I would not support this change (to use String).
Storing a string as a key means that you might be tempted to put some sort of information embedded in the ‘key’ of the data. But these identifiers should not contain information about what the record is in the identifier…that’s called an ‘antipattern’
In addition, the resource size of the identifier would be extremely large compared to the equivalent 4 byte bigint:
549755813888 = 4 bytes
“549755813888” = 6*2 bytes = 12 bytes plus any varchar storage overhead in the encoding. It would be 24 bytes if your varchars are stored as UTF-16.
Finding the record by the id would also be a more expensive operation:
549755813888
549755813828
These strings are the same length, but you’d have to calculate a hash on it and compare those values…and if you’re storing the hash of the value anyway, then you’re not gaining anything except a ‘readable’ key which means you’re storing information in the key.

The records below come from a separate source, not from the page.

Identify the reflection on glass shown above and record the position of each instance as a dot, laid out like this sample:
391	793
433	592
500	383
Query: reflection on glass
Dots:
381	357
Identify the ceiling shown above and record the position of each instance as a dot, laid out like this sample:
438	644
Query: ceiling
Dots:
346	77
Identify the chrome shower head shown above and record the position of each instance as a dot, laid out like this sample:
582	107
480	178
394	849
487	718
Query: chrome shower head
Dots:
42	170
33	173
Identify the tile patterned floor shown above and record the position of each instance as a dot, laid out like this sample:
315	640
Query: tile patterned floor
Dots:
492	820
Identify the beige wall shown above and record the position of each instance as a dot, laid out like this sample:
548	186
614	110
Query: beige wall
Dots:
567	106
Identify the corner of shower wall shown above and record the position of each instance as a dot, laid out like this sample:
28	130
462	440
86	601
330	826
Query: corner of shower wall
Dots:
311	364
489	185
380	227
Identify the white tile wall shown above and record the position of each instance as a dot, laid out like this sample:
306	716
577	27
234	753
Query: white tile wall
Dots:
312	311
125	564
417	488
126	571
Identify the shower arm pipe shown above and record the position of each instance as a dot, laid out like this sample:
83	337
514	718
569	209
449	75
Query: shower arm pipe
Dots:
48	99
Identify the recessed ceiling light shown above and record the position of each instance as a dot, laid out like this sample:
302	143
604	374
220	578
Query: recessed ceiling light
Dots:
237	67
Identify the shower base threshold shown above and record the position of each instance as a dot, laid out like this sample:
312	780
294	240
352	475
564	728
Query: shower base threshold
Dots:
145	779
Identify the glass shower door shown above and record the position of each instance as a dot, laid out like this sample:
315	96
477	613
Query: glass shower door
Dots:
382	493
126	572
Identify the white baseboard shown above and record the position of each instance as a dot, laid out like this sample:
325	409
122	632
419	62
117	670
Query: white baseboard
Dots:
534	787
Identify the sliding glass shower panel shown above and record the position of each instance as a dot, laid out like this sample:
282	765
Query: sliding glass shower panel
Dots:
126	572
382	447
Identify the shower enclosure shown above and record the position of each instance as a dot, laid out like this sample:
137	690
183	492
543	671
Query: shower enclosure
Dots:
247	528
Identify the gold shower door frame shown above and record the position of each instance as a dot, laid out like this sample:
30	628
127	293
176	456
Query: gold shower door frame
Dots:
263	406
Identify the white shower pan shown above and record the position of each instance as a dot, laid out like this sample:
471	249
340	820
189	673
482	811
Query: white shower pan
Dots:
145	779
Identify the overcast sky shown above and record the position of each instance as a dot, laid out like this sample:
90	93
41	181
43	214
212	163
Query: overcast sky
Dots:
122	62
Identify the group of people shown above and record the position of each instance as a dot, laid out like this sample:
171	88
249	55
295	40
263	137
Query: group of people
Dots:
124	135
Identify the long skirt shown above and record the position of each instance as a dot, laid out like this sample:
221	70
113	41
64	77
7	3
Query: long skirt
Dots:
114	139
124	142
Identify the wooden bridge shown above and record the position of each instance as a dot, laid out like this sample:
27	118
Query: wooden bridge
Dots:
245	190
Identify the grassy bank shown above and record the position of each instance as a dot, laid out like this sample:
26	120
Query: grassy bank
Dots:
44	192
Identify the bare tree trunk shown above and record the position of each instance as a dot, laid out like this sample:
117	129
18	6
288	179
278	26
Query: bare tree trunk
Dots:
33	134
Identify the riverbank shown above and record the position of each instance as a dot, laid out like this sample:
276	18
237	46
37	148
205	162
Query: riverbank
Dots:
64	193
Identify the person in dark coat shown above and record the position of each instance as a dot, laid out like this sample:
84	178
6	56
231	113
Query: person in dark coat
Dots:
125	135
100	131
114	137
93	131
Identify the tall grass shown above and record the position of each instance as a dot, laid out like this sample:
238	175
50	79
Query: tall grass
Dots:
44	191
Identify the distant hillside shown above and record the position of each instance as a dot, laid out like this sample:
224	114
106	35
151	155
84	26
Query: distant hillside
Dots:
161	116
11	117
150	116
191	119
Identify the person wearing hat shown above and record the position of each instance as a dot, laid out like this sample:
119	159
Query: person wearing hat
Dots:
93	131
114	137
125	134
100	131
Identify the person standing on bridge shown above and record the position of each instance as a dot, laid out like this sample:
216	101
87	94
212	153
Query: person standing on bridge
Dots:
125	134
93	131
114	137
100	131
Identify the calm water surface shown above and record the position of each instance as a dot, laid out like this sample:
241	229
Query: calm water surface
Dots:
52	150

Indexing on these columns would be impacted from the larger storage size: less rows would fit within a page, hence making your B-tree much larger.
I am not sure I understand:
What does the data type of the PK/FK have to do with the ease of maintaining it?
Edit:
<oops>
I’m pretty sure R handles numbers natively very well.
</oops>
I understand your point now on R and 64bits…if you want to do certain operations on vectors of values (like avg, sum, etc), but…these are keys, you won’t be doing that. the as.numeric()
will handle that datatype.
You mention a GUID, which is not a string, but a 16 byte value. But it’s just another numeric value that is formatted as xxxxxxxx-xxxx-xxxx-xxxx-xxxxxxxxxxxx…in order to use it in a query, you’d need to convert the string form into the underlying GUID value, which causes more overhead. But, a GUID is more ‘distributed network’ friendly in that any peer that generates a record of data can generate their own GUIDs and not have a real risk of collision with another datasource.
I’d be more supportive of a GUID as a key value than a ‘String’, so maybe if you change the title of the post to be specific about GUID, you might get more support
But I am having trouble finding information about ‘native’ support of GUID/UUID in R. Are you sure it’s natively supported?
-Chris